Чуть погодя, когда я в красках расписывал, что произошло, Элиза вдруг прыснула.
– Ты что?
– Да ведь это случилось сразу после твоего объяснения с родителями. Я так давно его ждала! Ждала, чтобы ты наконец все им высказал.
– Вот как?
– Я всегда пыталась тебя расшевелить.
– Думаю, они просто чокнутые. В любом случае теперь я решил все списывать на это.
– Ты и сам немножко чокнутый. У тебя все не как у людей.
– У меня?
– Да ты посмотри на себя.

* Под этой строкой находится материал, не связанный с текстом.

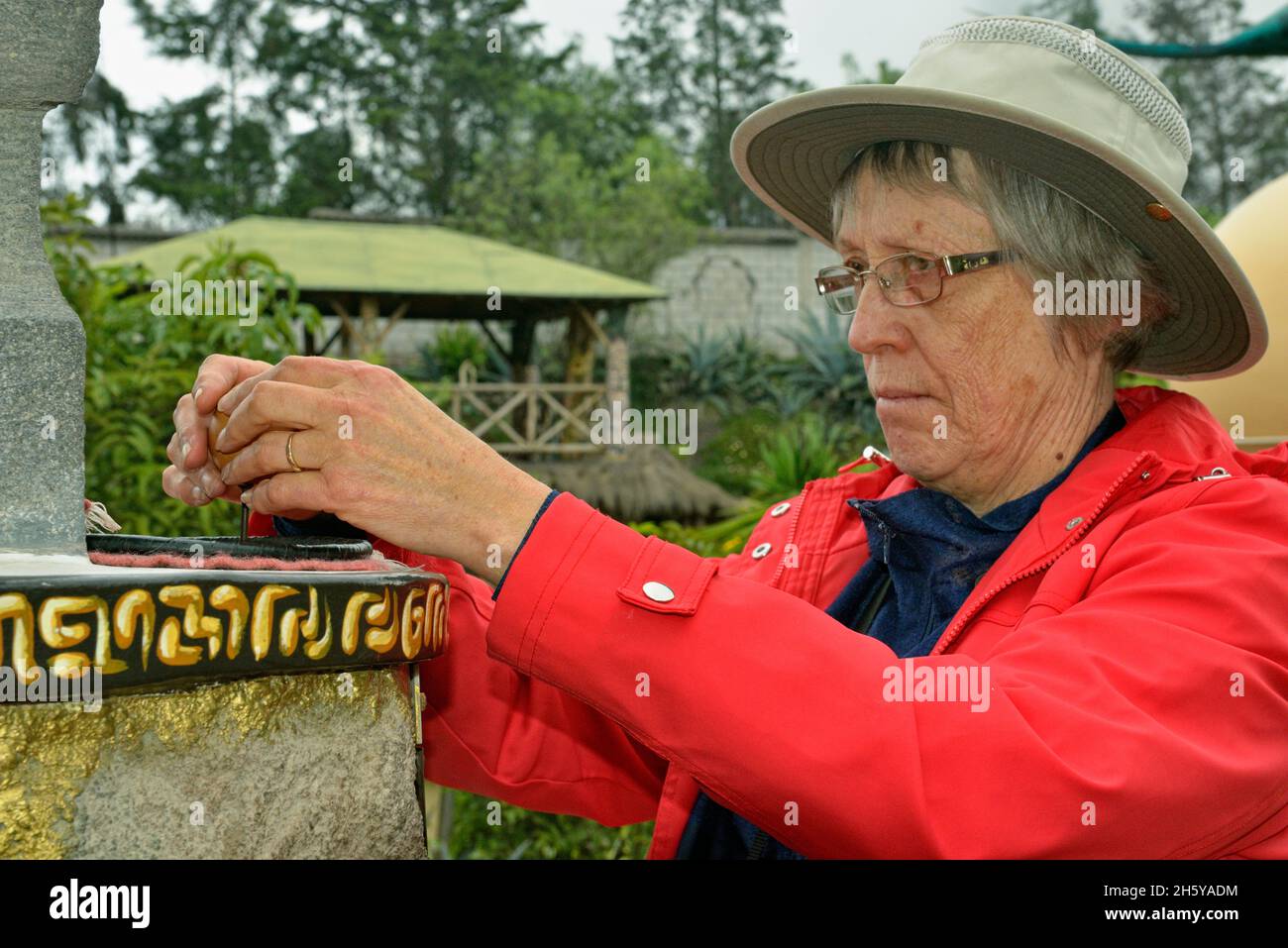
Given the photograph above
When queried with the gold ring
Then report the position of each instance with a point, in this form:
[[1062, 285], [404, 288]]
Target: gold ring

Когда у тебя болит спина, доходит до обмороков.
– И ты еще не все знаешь.
– А что такое?
– Да нет, в общем, ничего. Я бы так хотел, чтобы боль унялась.
– Бедный мой…
– Они подержат меня под наблюдением…
– Вот как?
– Да. Врач не слишком обнадеживает. Вид у него был неуверенный.
– Спросили бы меня. Уж у меня-то больше всех скопилось наблюдений.